Das macht so keinen Spaß, Google | Bild: Screenshot FCC

Immerhin gibt es Details über die Anlage, die den Antrag nur noch mysteriöser machen. Aus den Dokumenten geht hervor, dass Google eine Funktechnik testen will, bei der Flugzeuge auf 7.620 Meter Höhe in der Luft schweben und sich mit mehreren erdgebundenen Stationen verbinden. Folgt man den in Längen- und Breitagraden angegebenen Koordinaten in der FCC-Bewerbung, gelangt man auch zu den Orten an denen Google die Tests durchführen will: Ein Indianerreservat namens Warm Springs und ein Casino in Oregon.
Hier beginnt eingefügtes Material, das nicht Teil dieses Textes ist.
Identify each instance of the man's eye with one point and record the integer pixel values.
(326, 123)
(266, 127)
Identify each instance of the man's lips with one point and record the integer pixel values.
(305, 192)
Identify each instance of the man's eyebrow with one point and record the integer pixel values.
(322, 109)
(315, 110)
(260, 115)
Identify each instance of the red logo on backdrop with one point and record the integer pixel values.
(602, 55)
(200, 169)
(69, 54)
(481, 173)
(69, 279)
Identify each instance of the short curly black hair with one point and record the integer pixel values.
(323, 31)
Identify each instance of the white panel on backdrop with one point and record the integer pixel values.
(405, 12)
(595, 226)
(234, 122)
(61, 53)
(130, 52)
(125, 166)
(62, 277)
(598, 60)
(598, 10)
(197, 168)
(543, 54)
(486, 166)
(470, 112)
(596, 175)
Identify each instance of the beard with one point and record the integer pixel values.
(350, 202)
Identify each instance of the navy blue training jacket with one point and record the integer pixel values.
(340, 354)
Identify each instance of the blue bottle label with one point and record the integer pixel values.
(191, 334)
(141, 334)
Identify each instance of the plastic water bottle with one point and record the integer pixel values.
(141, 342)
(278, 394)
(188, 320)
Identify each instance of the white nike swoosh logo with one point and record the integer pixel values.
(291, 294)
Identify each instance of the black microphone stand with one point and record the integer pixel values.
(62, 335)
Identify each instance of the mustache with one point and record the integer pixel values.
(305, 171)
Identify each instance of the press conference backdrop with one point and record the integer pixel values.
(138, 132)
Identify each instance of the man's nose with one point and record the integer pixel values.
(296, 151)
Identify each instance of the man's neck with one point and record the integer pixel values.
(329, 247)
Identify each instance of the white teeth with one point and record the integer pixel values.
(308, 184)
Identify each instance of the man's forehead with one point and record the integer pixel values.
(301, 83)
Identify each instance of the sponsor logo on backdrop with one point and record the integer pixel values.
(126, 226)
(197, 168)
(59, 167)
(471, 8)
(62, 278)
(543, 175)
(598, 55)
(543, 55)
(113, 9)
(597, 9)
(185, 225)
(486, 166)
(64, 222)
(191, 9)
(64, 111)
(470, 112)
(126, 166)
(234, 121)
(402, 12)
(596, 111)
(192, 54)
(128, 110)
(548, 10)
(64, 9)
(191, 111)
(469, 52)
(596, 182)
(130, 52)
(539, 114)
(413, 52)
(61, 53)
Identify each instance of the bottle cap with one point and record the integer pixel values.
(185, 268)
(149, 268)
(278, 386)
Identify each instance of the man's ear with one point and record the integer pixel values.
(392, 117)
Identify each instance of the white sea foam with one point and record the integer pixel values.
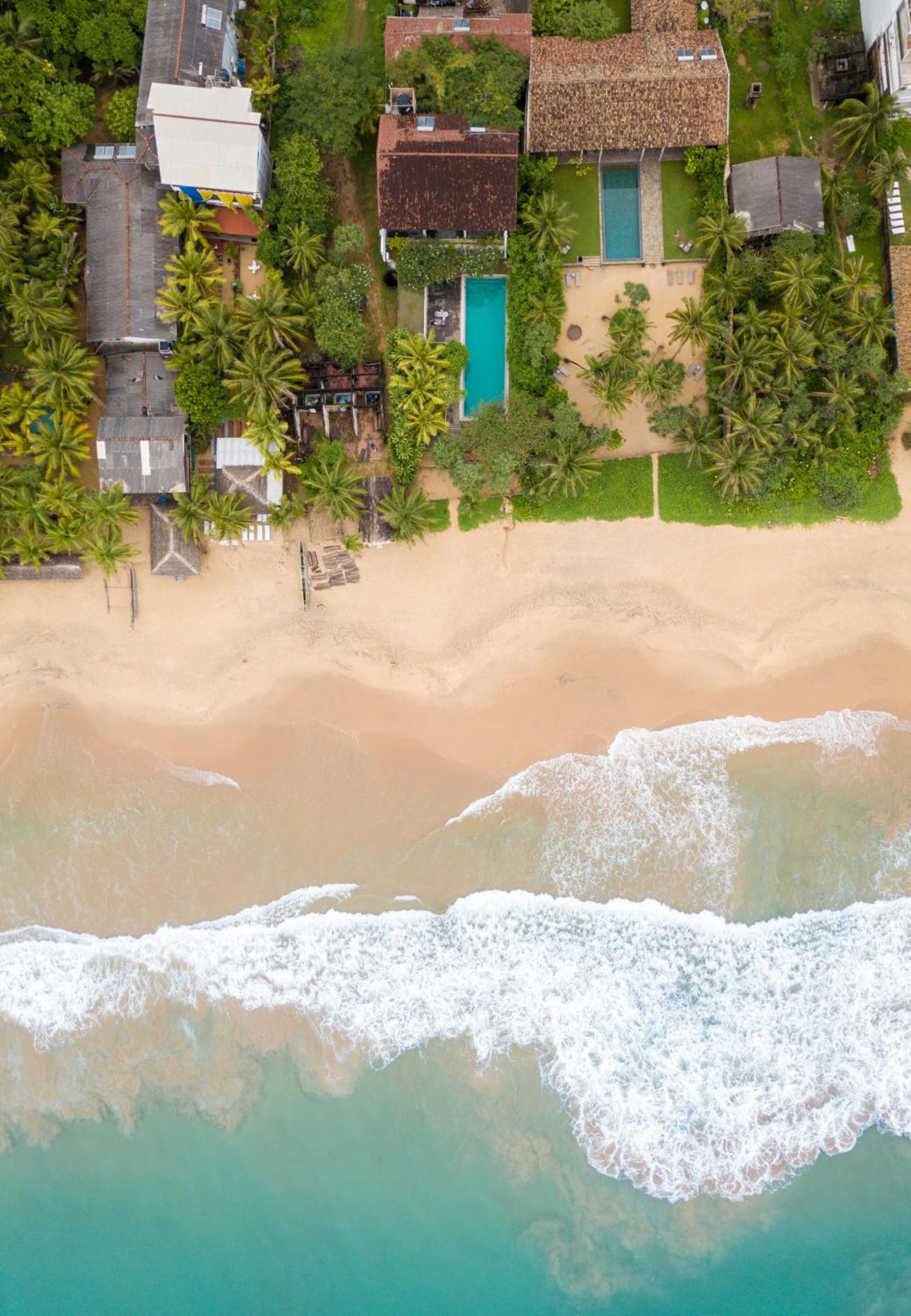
(692, 1055)
(663, 797)
(202, 777)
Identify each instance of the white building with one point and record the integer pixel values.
(210, 144)
(888, 36)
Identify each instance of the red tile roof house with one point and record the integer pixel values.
(513, 30)
(440, 177)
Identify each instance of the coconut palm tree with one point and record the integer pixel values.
(60, 445)
(271, 320)
(863, 122)
(217, 336)
(305, 251)
(546, 309)
(872, 323)
(63, 372)
(737, 469)
(756, 423)
(184, 219)
(331, 484)
(572, 467)
(197, 268)
(696, 324)
(409, 513)
(885, 170)
(263, 378)
(110, 509)
(228, 515)
(698, 438)
(798, 281)
(722, 232)
(193, 510)
(107, 551)
(550, 224)
(38, 310)
(856, 281)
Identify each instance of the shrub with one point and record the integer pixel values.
(120, 115)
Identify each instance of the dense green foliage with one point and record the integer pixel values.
(422, 261)
(482, 84)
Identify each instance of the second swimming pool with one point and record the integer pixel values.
(623, 239)
(485, 338)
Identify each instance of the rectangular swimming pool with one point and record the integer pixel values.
(485, 338)
(623, 239)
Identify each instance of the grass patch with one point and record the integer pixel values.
(439, 517)
(680, 207)
(688, 494)
(580, 191)
(486, 510)
(622, 489)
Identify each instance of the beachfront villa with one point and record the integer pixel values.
(627, 107)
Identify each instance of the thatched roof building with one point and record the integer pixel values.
(439, 173)
(642, 90)
(172, 555)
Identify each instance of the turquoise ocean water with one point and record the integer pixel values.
(605, 1081)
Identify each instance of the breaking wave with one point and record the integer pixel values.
(663, 798)
(692, 1055)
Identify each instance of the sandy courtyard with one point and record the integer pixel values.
(597, 298)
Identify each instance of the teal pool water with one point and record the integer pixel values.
(485, 338)
(622, 219)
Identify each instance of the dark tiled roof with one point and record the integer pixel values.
(513, 30)
(450, 178)
(663, 15)
(626, 94)
(170, 553)
(177, 43)
(779, 193)
(126, 249)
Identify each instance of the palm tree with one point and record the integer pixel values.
(863, 122)
(197, 269)
(698, 438)
(305, 251)
(546, 309)
(696, 324)
(184, 219)
(409, 513)
(334, 485)
(110, 509)
(572, 468)
(263, 378)
(885, 170)
(756, 423)
(856, 281)
(550, 224)
(63, 372)
(38, 311)
(61, 445)
(722, 232)
(738, 470)
(218, 339)
(107, 551)
(271, 319)
(228, 515)
(193, 510)
(872, 323)
(798, 281)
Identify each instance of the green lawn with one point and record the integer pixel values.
(488, 510)
(440, 514)
(622, 489)
(680, 202)
(688, 494)
(580, 191)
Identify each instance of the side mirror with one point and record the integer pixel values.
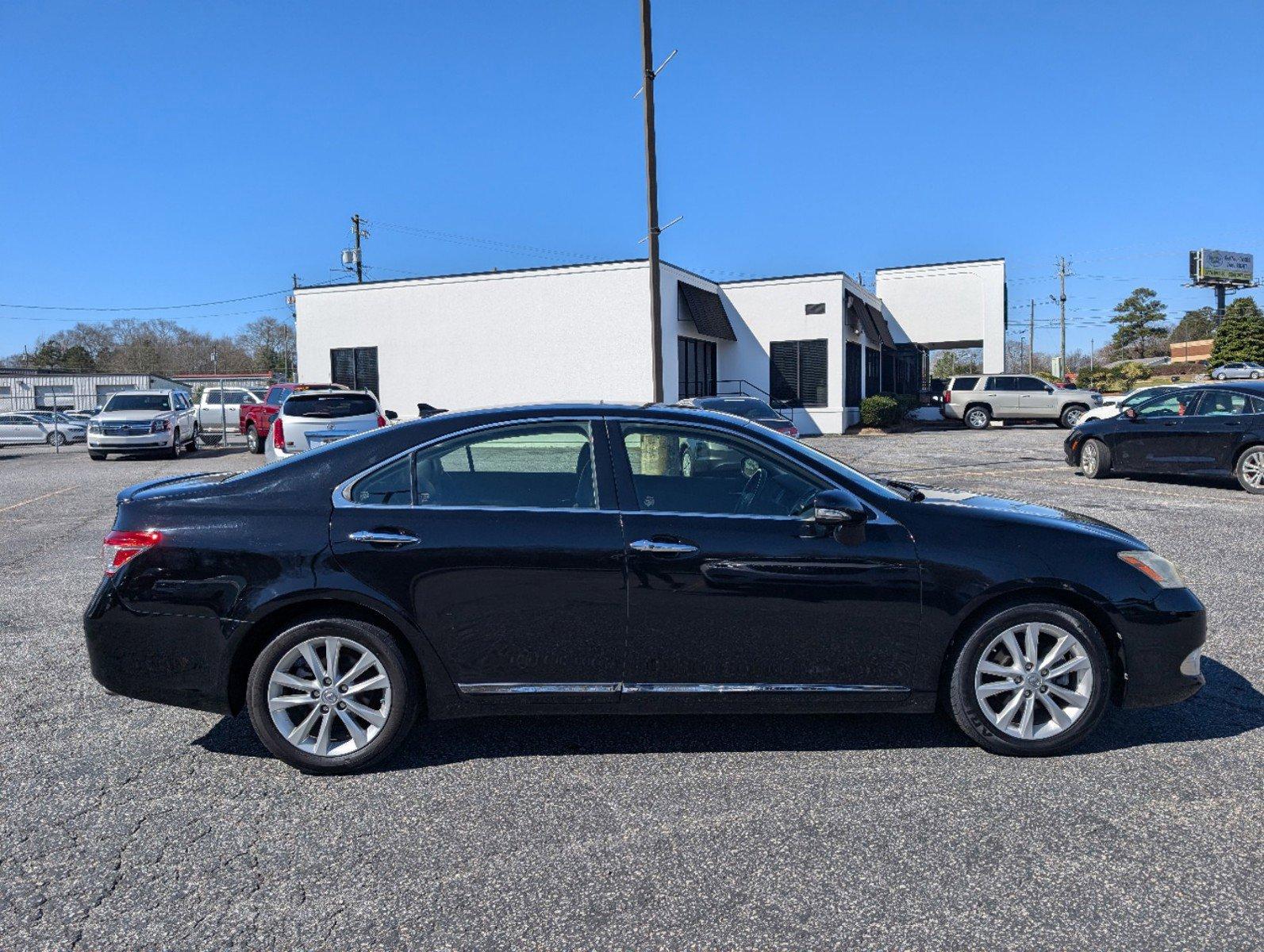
(836, 507)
Insbesondere sticht im Dokument die 70-80 Gigahertz-Anlage ins Auge, die eine effektive Funkstrahlung von 96.411 Watt aufweist. Das ist nah am 100 Kilowatt-Transmitter, und das wiederum ist ziemlich riesig und entspräche den Anlagen der größten US-Radiostationen, die über die amerikanischen Weiten funken.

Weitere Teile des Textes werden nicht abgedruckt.